VST audio input values completely different to those in Matlab - c++

Apologies if this sounds like a stupid question, I'm relatively new to VST development. I'm trying to build a plugin using the JUCE framework and I'm currently trying to test it with a sine wave .wav file. When I open the .wav file in Audacity it tells me it's 44100Hz and it's a 32 bit float. When I load this same file into matlab the first three samples are something like 0.00, 0.0443, 0.0884... However, when I put the same file into Ableton and Reaper, and try to step through the code I find the first three samples of the same file are 0.00000000, 0.00012068315, 0.00048156900... I see this when I peak into the memory in VS and look at it in 32 bit floating point view. Why are my sample values so much smaller?
My problem is that I need the audio to have the same sample values as they are in Matlab for my algorithm to work. Obviously there's a conversion happening that I have no control of. Can anyone shed any light on this problem and how I should go about fixing it. It looks like a scaling problem maybe. Ableton is being run in 32-bit mode and my VST is being compiled as 32-bit.

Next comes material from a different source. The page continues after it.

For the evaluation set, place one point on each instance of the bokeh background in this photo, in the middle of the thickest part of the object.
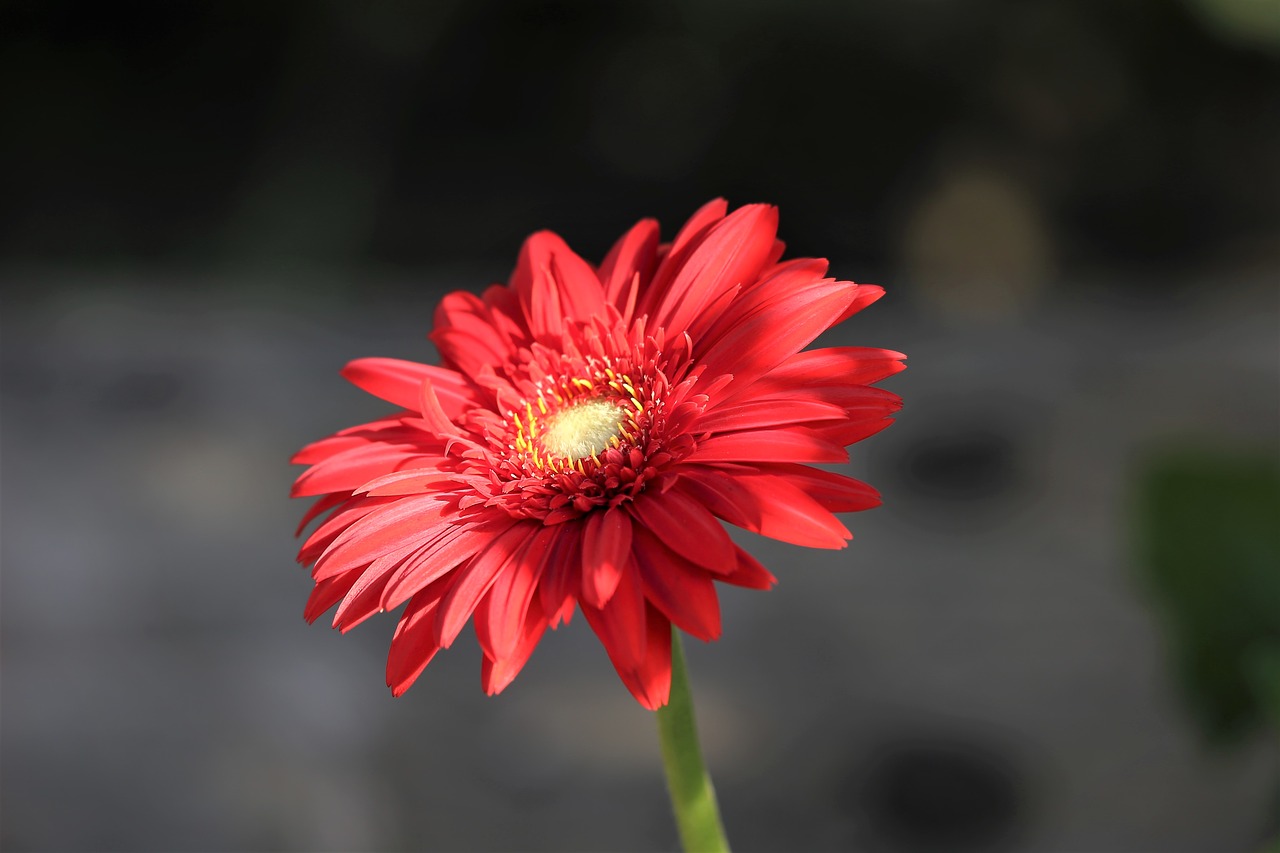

I can also provide more samples if that helps.
Thanks

The problem is because Ableton and Reaper were converting the 32 bit audio to 16 bit audio. I was able to check this by loading the sine.wav into Ableton and export it at 16bit. I then loaded the file into Matlab and got the smaller samples like above. My next problem is to figure out a way to convert the 16bit audio to 32bit audio within the VST.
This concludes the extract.